A seed can hold so much potential. One thing about a seed though is that it is never known what is inside until it is planted and nurtured.
The same can be said for a child’s imagination; it has to be cultivated and grown.
For the students in Karmen Butler’s English Language Learner (ELL) class, the past month has been filled with unlocking the potential within their minds by using a pumpkin seed.
“Each month this year we have a different theme,” Butler said. “Last month and this month we concentrated on science, next month it will be social studies so we can tie in some fun activities for Veterans Day and Thanksgiving.”
Thanksgiving brings the students back to pumpkin seeds.

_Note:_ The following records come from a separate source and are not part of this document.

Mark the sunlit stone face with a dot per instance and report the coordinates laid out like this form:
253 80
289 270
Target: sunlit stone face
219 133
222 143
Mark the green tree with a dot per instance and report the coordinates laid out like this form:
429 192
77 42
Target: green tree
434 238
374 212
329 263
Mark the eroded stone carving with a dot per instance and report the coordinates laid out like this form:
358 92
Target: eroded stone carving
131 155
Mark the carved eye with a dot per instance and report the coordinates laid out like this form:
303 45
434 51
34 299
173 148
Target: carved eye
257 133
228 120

They learned about the parts of a seed and plants and the life cycle of a pumpkin.
“We cut a pumpkin and looked inside and studied how everything looked both inside and out,” Butler said. “One of their assignments was to use their five senses and the use of adjectives to describe the pumpkin.”

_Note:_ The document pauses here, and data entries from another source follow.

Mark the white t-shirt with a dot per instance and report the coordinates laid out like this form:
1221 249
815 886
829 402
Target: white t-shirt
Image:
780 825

“I thought it was really sticky and gooey and gross,” first-grader Mark Slivinskiy said. “It’s really gross so when I’m at home my mom does it.”

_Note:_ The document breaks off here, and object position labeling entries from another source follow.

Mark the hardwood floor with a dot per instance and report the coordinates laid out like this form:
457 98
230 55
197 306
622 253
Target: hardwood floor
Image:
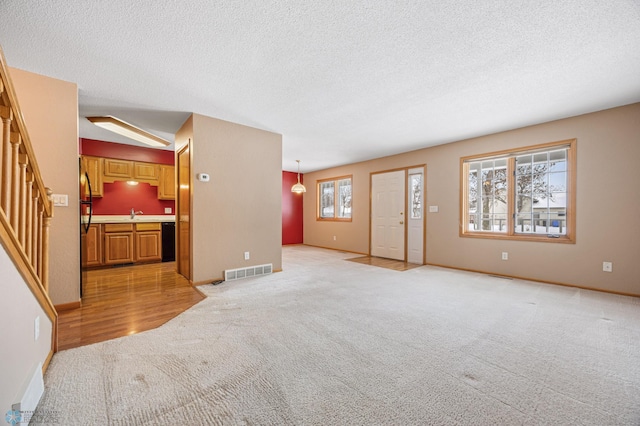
121 301
396 265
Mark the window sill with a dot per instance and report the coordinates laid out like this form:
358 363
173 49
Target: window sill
561 239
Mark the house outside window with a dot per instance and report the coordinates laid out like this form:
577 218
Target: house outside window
334 199
527 193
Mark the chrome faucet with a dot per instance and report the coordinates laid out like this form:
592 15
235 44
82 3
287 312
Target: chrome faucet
134 213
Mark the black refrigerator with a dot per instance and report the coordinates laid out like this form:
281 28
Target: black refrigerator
86 211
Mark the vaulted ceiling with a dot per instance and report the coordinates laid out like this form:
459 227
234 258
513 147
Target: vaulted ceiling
342 81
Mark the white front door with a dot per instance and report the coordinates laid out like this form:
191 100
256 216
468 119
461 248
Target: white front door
387 215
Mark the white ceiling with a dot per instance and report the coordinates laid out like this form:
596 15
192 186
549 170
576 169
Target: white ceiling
342 81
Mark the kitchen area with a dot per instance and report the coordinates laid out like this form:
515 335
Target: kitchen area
127 205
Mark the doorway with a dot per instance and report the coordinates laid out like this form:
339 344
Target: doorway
397 215
183 208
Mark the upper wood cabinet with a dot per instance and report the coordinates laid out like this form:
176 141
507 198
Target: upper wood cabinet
145 171
93 167
109 170
167 183
121 169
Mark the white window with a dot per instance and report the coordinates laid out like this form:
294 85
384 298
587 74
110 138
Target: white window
334 199
521 194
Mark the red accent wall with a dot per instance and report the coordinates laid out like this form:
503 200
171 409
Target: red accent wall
291 210
125 152
119 197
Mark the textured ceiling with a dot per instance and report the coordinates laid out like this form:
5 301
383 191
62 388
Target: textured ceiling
342 81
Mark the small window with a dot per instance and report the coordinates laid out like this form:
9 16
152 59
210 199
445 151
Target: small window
521 194
415 181
334 199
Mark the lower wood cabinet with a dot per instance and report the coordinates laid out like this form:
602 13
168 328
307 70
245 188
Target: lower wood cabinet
121 243
93 256
148 242
118 243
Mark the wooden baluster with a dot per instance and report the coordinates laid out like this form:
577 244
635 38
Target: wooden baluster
15 184
5 170
34 229
23 160
45 247
40 239
28 215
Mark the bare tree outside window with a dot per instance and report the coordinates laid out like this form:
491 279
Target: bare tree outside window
525 193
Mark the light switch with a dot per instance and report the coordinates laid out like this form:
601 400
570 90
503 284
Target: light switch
60 200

The four boys who were in Butler’s class Thursday afternoon may have thought the inside of a pumpkin was gross until they tried their hand at making a pumpkin pie.
“We work with the students to get them to understand the importance of following directions, and also how to use sequencing words like first and next and last,” Butler said. “I found a recipe called ‘Pumpkin Pie in a Bag’
“It doesn’t require any baking and so I thought it would be a fun activity for them to try,” she added. “We did the activity in my classes earlier in the week but because I have so many students, they actually couldn’t do many of the steps; I had to show them how it would be done, but today the boys are going to do it on their own.”
Butler carefully watched as the students measured the ingredients and followed the directions to make their own miniature pumpkin pies.
They had to tell her what they were doing each step of the way while she wrote their steps down on a large poster board for the students to see.
“We try to do fun, creative content and learning activities with the students each Friday,” Butler said. “By teaching them with hands-on activities or ones where they watch something happen, they tend to remember things better and retain more.”